There are somethings which we shouldn’t accept. They may not be illegal, but the brazen attempt to make money by pulling people’s lives apart should not go unnoticed. And the thought that by putting ‘Christian’ into a dating site’s address could make it so.

Actually, that’s not so uncommon a problem. It’s not just online dating entrepreneurs who market their products to the church. We do it too. The books and the music, the conferences and the courses. If we call something Christian then surely Christians will buy.

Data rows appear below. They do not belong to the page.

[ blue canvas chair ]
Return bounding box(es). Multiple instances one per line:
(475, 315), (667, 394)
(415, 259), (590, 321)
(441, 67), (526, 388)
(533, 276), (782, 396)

Sadly we are too often sucked into this lie.

I’m not convinced about Christian dating websites, but if we are going to use them, please make sure they’re not money spinners tied to an enterprise which Jon Kurht describes as “like a drug dealer who promotes what they are pushing as harmless when really they are trading in something deadly and destructive”.

Games of attraction

In the film ‘A Beautiful Mind’ Russell Crowe’s character applies game theory to asking girls out. He explains why it is the best bet to ask out the second best looking girls. Because the best girls will be swamped with offers: guys will be fighting between themselves for a precious commodity and this will leave the way clear for him to go for the next best option.

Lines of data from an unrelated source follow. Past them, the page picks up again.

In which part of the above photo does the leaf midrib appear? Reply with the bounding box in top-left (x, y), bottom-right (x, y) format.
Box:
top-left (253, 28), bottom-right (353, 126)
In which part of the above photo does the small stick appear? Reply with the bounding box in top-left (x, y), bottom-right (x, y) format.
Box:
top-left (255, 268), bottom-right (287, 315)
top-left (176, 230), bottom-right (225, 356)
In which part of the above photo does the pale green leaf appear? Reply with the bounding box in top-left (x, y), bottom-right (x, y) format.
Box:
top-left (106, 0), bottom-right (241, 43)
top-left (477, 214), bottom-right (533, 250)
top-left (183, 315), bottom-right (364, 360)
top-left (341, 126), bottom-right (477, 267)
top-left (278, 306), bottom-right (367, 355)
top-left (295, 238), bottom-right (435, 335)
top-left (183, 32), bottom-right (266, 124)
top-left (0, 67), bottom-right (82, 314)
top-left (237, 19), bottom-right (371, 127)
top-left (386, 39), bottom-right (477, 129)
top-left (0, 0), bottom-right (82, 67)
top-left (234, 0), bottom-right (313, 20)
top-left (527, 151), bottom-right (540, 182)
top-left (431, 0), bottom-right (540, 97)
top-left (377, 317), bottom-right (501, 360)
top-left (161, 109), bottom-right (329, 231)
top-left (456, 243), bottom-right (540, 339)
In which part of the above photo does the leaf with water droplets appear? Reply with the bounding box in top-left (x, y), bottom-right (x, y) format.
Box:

This all makes sense in a world where beauty and attraction are objective facts, and rational choice prevails. But that is rarely the world we live in. Instead we live in the midst of confusion and uncertainty, of stunning beauty and waning attraction. We are designed to love beauty, and it comes naturally to seek it out.

So just how much weight should be given to our physical attraction to someone?

It has been said that true beauty exists on the edge of chaos, where something magnificent emerges from something that so nearly doesn’t work. The solar system finely tuned to sustain life, works of art that bring together styles, materials and forms.

It was Gustav Klimt that got me thinking about this. As I looked at ‘The Kiss’ I tried to wonder why this was such a magnificent piece. It is one of his most famous, and from the case in which it was housed most expensive paintings. But it shouldn’t be any good, it does not provide a likeness, the colours are all wrong; I don’t even think it holds any deep symbolic value: yet somehow this chaotic collage of gold leaf, silver and oil creates something quite incredible.

Some time ago Portsmouth University advertised its courses with the slogan, ‘What Comes After The Internet?’ Unfortunately the answer does not lie in any of their courses; innovation cannot be taught, only inspired. Likewise beauty is not located on a map, there is no guidebook, no ‘x’ marks the spot. Beauty may be captured, but it cannot be controlled. Something that is truly brilliant and beautiful, that exists on the very brink of chaos, has an equilibrium, it is so finely tuned that the faintest shift can lead to disruption and failure.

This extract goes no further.